Google Scholar has released its 2018 Scholar Metrics data, and the new law review rankings are available here. I have published these rankings for law reviews for most of the past several years, although they have often stimulated some controversy.
This year, I decided to compare the Scholar Metrics results with the widely used Washington and Lee law review rankings. Both methodologies have strengths and weaknesses, which is why a combination of multiple ranking systems is preferable to any single ranking (see, for example, Bryce Newell's composite ranking here).
I collected the Washington and Lee "combined" rankings for the top 250 law reviews from the Washington and Lee website (based on total citations by journals), as well as the Google Scholar h5-index for the same journals. I plotted one score against the other in the plot below, with a few points labeled (more on this below). Note that a fair number of journals were not available in Google Scholar, especially among the less-cited ones, so the data includes fewer than 250 total journals.

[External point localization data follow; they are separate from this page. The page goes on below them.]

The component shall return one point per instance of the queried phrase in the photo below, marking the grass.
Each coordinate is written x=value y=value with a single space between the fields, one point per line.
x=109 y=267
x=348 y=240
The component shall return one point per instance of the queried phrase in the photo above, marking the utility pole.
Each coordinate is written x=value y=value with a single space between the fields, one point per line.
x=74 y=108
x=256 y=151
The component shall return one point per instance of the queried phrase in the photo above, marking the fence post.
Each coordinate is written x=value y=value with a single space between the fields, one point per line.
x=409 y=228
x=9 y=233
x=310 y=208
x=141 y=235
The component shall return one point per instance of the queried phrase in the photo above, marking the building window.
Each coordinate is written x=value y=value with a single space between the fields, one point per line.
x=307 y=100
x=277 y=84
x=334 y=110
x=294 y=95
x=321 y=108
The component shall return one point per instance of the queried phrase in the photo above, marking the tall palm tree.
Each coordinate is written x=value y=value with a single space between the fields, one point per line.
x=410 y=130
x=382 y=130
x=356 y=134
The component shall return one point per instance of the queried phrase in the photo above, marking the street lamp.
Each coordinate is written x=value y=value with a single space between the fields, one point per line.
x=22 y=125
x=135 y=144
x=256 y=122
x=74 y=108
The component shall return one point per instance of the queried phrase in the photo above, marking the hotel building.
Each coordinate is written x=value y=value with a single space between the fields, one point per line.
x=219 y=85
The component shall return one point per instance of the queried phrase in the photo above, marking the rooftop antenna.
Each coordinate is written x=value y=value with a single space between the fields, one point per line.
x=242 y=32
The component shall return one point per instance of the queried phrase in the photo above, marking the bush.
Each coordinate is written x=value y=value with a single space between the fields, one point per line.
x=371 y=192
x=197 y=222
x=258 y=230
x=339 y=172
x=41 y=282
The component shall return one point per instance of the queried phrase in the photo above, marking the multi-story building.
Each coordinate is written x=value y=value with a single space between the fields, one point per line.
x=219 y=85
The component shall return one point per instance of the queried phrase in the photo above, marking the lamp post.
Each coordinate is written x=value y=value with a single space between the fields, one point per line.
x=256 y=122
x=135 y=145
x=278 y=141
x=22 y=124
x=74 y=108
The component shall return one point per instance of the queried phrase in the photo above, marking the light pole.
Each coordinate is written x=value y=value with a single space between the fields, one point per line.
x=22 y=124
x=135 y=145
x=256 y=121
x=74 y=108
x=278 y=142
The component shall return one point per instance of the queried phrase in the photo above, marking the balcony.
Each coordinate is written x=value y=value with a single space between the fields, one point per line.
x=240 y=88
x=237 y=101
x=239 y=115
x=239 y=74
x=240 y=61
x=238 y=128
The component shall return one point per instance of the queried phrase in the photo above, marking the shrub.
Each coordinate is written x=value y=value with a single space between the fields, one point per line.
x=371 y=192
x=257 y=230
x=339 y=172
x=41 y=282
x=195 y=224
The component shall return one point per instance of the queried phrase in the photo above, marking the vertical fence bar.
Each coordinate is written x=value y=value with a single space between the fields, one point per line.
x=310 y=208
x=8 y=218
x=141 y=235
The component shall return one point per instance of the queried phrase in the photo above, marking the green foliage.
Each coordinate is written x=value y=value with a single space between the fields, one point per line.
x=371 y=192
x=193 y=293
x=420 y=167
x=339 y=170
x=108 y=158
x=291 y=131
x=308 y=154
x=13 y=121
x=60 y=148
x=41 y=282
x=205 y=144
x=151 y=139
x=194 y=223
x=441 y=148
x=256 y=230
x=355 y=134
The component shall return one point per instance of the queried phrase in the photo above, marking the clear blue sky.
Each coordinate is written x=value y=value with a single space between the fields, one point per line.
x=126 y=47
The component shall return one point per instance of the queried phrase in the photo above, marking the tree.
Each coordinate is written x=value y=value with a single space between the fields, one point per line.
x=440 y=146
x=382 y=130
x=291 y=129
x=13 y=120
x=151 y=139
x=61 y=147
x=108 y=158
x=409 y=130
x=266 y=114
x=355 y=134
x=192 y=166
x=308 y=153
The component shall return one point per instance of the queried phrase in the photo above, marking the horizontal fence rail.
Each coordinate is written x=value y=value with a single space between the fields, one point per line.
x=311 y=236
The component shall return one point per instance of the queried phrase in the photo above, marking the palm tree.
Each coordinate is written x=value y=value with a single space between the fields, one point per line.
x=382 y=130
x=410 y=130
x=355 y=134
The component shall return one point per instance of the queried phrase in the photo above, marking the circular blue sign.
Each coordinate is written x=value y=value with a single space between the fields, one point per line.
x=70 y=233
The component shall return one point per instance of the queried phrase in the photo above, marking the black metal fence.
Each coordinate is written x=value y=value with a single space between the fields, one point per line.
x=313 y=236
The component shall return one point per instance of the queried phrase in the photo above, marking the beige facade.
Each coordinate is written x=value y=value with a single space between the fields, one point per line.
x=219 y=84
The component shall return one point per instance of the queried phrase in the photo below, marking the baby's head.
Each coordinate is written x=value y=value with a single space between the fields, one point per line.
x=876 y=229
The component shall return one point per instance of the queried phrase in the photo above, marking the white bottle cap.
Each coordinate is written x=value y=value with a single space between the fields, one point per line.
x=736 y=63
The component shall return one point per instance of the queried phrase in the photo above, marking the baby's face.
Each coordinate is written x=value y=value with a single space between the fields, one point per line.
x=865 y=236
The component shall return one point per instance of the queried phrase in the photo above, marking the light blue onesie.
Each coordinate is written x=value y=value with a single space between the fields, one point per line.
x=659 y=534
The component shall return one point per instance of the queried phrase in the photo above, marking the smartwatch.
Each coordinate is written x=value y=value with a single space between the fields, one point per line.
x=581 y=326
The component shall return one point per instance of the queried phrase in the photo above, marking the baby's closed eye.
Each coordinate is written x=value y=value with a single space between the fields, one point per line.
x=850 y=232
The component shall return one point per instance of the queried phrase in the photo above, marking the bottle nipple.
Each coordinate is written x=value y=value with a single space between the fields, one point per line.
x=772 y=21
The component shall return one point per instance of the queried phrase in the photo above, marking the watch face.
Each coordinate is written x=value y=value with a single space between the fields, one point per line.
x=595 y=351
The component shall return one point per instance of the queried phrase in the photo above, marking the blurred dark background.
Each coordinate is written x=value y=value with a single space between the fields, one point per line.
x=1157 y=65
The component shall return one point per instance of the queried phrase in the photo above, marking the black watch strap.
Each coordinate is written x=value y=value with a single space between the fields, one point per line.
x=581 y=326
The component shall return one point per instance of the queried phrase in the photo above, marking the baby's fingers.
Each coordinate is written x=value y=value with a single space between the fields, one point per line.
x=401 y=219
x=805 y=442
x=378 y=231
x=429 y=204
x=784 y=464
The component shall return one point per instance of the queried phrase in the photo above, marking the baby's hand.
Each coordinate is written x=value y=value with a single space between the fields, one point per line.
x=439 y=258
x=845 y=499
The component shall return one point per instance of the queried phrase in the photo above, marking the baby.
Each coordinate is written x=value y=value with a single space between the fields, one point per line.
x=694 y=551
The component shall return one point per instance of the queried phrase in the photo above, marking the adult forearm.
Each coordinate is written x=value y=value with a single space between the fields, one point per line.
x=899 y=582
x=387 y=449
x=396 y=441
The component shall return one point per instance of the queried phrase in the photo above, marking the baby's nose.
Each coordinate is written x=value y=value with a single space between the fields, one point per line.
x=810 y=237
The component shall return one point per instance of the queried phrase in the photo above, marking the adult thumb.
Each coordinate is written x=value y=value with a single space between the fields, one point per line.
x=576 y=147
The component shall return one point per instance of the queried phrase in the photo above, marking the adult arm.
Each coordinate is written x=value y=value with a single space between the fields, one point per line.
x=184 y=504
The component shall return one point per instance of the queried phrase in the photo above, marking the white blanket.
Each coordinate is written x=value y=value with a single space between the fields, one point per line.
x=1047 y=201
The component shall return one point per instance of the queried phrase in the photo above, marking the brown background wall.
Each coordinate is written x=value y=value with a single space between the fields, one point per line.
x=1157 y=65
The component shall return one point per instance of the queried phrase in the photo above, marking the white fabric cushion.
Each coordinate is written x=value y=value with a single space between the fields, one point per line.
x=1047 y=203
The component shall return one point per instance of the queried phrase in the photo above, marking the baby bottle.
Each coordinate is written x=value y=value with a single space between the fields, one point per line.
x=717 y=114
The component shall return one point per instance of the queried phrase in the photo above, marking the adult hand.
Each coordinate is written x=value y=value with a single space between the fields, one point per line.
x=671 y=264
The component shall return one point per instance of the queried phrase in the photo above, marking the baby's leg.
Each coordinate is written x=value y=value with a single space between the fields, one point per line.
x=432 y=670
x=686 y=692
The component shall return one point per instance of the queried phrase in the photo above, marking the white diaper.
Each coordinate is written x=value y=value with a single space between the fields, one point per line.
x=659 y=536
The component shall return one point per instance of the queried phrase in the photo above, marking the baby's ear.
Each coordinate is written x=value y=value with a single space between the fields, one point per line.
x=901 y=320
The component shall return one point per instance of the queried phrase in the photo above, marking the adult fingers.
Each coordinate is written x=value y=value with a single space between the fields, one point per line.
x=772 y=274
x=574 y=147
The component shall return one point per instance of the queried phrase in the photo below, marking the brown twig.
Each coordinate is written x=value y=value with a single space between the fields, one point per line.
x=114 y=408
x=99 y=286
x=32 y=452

The two measures tracked one another quite well, which is perhaps not surprising as both are based on citations. However, the Google Scholar data reveals some blind spots in the Washington and Lee rankings. As the latter are based on citations from law reviews, they tend to discount some elite "law and" or "interdisciplinary" journals. Thus, the Journal of Legal Studies, Law & Society Review, Law & Social Inquiry, The Journal of Law & Economics, and the American Journal of International Law, appear only average in the W&L rankings. In fact, however, most of these are considered very selective journals. Of the flagship law reviews, only the University of Chicago Law Review has a similar pattern, but not as extreme.
Although faculty who publish in the relevant fields know the reputation of these journals well, I have often heard them compared by generalist faculty unfavorably to even average flagship law reviews. I hope this data helps to curb the blind spots that we can all have for specialty journals outside our areas of expertise.
In my own area of empirical legal studies, I find it notable that the upstart Journal of Empirical Legal Studies has finally caught (and perhaps even passed, depending on which measure is used) the Journal of Legal Studies, which has long served as a standard-bearer for empirical and law & economics work.
The numbers themselves are available here, for those interested.